If a process dies - i.e. Process.monitor() sends a DOWN message - the session server will destroy all associated sessions with that process asynchronously.

1
2
3
4
5
6
def handle_info({:DOWN, ref, _, _, _}, state) do
  if pid = state[ref] do
    destroy_sessions(pid)
  end
  {:noreply, state}
end

Configurations

Configurations are managed using Elixir’s Config API which uses keyword parameter lists to manage configurations.

1
2
3
4
import Config

config :hound,
  browser: "firefox"

The configurations are stored as application environment variables which are retrieved by the connection server.

1
driver = options[:driver] || Application.get_env(:hound, :driver, "selenium")

More information on the Config API here.

Coding conventions

Other rather interesting bits of Elixir convention that Hound employs are:

  1. ^ (pin) operator

    The pin operator ensures that a variable, when matched during assignment, is the same as the existing variable of the given name

    In Hound, this is used to ensure that the retrieved process ID of session (from the session server) is the same as the given process ID (from argument).

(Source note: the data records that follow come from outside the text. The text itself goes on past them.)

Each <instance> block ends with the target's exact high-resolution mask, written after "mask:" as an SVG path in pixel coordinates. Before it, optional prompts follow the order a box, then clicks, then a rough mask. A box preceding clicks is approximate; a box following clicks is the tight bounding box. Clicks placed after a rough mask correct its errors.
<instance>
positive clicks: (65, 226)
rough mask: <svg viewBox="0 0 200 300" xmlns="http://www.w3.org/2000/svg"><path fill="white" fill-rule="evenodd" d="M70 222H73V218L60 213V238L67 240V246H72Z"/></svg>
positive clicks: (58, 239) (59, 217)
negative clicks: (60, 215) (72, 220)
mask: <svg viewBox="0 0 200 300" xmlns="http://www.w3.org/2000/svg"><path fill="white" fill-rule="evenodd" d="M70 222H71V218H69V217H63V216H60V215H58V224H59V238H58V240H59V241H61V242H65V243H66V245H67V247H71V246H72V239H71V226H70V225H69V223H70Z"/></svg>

    If the retrieved pid does not match the pid argument, an error is raised.

    1
    2
    3
    4
    5
    6
    
    def all_sessions_for_pid(pid) do
      case :ets.lookup(@name, pid) do
        [{^pid, _ref, _session_id, all_sessions}] -> all_sessions
        [] -> %{}
      end
    end
    

    More information on the pin operator here.

  2. defdelegate

    defdelegate dictates that a function’s underlying behavior is deferred to that of another function in another module.

    This allows a module to house the functionality of different modules without breaking the modularity afforded by the module system.

    Interestingly, the __using__ override in Hound.Helpers can be replaced with a multitude of defdelegate to the helper functions but it would, understandably, create a lot of confusion.

    More information on defdelegate here.

  3. = (match operator) in function parameters

    As = is the match operator in Elixir, it can be used to perform pattern matching while assigning the matched pattern to a variable name.

    This is very useful when working with structures as you may not want to deconstruct the entire structure while ensuring that arguments follow the given structure.

    1
    2
    3
    
    def foo(%User{} = user) do
    	IO.puts user[:name]
    end
    

    More information on the match operator here.

  4. Pattern matching as enums

    Pattern matching with atoms can be used as substitutes for typical enum behavior.

    An enum in Kotlin may look like:

    1
    2
    3
    4
    5
    6
    7
    
    enum class MatchClause(val name: String) {
    	CLASS("class"),
    	CSS("css selector"),
    	NAME("name"),
    	ID("id"),
    	ELEM("element")
    }
    

    In Elixir, it can be written as such:

    1
    2
    3
    4
    5
    
    def match(:class), do: "class"
    def match(:css), do: "css selector"
    def match(:name), do: "name"
    def match(:id), do: "id"
    def match(:elem), do: "element"
    

Conclusion

To conclude, Hound is a browser automation and integration testing library built on top of web driver - more specifically, browser driver - technologies as it leverages Selenium, PhantomJS, and ChromeDriver to build a highly abstracted and simple to use API for building integration tests.

Under the hood, Hound is an intriguing project that uses fundamental constructs to build powerful internal libraries that support complex operations.

If you are interested in the topics discussed in this post, here are some additional readings:

  1. What is a web driver in Selenium?
  2. W3C WebDriver Specification
  3. Hound GitHub repository
  4. Hackney GitHub repository
  5. Distributed testing
  6. What is PhantomJS?
  7. ChromeDriver repository
  8. Uses of browser automation
  9. BitTorrent protocol
  10. ExUnit
  11. Application conventions in Elixir
  12. Process monitoring
  13. ETS
  14. GenServer

NOTE: I do not condone the use of browser automation or torrenting for illegal purposes. Any links or discussions about the mentioned subjects are purely for educational purposes and should remain as that.


Open-source Deep Dive is a series where I pick apart open-source projects to explain the underlying concepts that power these projects and share my findings about the project!